Q:  What is a “righteous man”?  Someone who genuinely reflects the character of God…lives out God’s right-ness…thinks and acts and lives in line with the nature of God.  Justice is a part of that just as mercy and love and compassion is.  Young Joseph was perfect, but he was of the same moral and spiritual cloth as saints like Noah and Job and Samuel and John the Baptist.  This obscure, poor, hard-working, good man was simply living his mundane, unremarkable life in right relationship with God.  And, surprise, surprise, God had matched him up with a young woman of equally remarkable relationship with God. 

APP:  Singles of any age, if you want to be married, focus on being the kind of person you want to marry, not finding the kind of person you want to marry.  Spend your energies becoming righteous and God will take care of leading you to someone else with whom you will be ‘equally yoked.’ 

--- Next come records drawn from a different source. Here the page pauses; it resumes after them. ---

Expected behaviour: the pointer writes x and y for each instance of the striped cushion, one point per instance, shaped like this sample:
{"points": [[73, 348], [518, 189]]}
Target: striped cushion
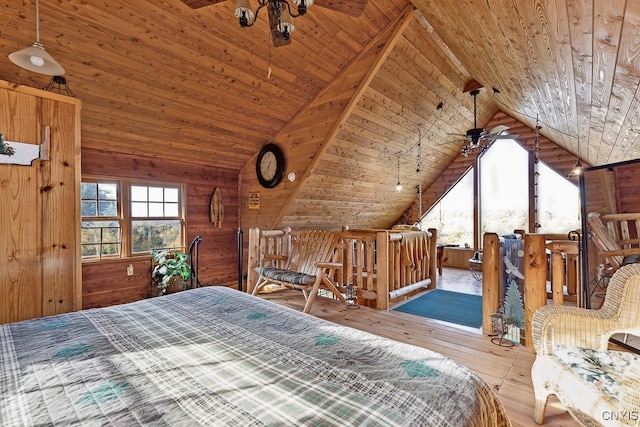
{"points": [[287, 276]]}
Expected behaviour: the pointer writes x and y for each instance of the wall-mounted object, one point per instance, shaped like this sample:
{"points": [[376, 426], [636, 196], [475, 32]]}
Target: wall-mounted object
{"points": [[254, 200], [270, 166], [216, 208], [20, 153]]}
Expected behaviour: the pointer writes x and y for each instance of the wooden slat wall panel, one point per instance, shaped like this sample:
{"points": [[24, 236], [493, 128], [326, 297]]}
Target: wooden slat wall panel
{"points": [[106, 283]]}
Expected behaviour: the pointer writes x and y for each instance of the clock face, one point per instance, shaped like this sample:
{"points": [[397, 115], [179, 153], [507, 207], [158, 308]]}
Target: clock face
{"points": [[270, 166]]}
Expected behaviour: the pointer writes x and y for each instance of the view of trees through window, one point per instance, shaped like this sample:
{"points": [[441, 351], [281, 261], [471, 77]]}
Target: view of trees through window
{"points": [[149, 215], [101, 233], [504, 199]]}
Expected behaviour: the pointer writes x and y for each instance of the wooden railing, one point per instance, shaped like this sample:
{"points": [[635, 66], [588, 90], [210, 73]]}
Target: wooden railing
{"points": [[386, 264], [382, 264]]}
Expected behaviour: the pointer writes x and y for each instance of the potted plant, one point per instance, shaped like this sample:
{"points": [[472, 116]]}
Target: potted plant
{"points": [[171, 270]]}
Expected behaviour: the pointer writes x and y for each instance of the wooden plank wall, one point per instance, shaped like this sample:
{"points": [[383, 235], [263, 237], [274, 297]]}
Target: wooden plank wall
{"points": [[106, 282]]}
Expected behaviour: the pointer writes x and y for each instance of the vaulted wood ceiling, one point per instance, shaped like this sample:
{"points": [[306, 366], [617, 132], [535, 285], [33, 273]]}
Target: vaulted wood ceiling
{"points": [[348, 97]]}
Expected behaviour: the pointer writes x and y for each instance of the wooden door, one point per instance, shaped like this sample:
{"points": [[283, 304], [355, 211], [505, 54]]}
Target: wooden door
{"points": [[40, 270]]}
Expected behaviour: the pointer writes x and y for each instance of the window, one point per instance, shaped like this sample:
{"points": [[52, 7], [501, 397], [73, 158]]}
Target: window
{"points": [[122, 218], [155, 222], [504, 191], [101, 231], [452, 216], [503, 199]]}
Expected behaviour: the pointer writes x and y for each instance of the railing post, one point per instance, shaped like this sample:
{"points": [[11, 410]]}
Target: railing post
{"points": [[535, 280], [432, 257], [253, 257], [491, 264]]}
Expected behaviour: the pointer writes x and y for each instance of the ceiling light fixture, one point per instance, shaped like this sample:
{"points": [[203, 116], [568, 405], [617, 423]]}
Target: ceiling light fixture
{"points": [[59, 84], [280, 16], [35, 58], [398, 185]]}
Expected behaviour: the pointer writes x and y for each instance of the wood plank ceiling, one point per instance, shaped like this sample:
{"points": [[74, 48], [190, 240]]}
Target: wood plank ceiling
{"points": [[349, 98]]}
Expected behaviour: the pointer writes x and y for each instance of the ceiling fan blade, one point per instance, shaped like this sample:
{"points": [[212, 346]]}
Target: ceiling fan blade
{"points": [[276, 35], [506, 136], [498, 129], [348, 7], [197, 4]]}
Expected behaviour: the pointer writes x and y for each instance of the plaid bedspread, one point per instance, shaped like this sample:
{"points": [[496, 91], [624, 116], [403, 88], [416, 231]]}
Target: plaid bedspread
{"points": [[216, 356]]}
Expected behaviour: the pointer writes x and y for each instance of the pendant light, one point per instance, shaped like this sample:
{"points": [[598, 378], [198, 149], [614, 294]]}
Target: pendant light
{"points": [[35, 58]]}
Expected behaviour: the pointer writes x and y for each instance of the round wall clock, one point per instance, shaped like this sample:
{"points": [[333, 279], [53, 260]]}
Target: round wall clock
{"points": [[270, 166]]}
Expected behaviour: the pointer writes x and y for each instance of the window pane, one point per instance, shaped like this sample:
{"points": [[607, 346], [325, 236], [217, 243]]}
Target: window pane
{"points": [[155, 209], [170, 209], [100, 238], [139, 209], [89, 208], [156, 194], [108, 208], [107, 191], [89, 190], [138, 194], [504, 194], [171, 195], [558, 202], [147, 235], [452, 217]]}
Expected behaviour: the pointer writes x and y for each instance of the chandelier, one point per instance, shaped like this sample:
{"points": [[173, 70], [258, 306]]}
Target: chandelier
{"points": [[280, 16]]}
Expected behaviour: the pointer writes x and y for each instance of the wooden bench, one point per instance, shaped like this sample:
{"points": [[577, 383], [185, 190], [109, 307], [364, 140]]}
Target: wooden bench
{"points": [[311, 263]]}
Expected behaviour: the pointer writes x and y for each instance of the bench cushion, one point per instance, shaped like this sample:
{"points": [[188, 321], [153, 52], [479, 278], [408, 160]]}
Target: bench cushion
{"points": [[602, 369], [288, 276]]}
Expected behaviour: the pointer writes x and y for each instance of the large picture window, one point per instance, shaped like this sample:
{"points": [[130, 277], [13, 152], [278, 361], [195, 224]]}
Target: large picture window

Let’s look at the defining marks of a righteous man.  Of course, when I say “man” I’m not limiting this to the male gender of humanity.  Righteousness knows no gender boundaries.  But I don’t want to downplay either what God is saying to men through Joseph.  Men, if you’re interested in being a righteous man…a good husband…a godly father…a good man in the community, Joseph has something to say to us. 

THE DEFINING MARKS of A RIGHTEOUS MAN (Woman)

#1.  Righteous men/women make commitments that obligate them to care for, love and bless others. 

Vs. 18—Joseph was ‘pledged’ or ‘betrothed’ to this very young, still changing, yet unproven and certainly not ‘mature’ by most standards woman, Mary.  This man was, as all men who marry are, taking a risk. And so was Mary, by the way!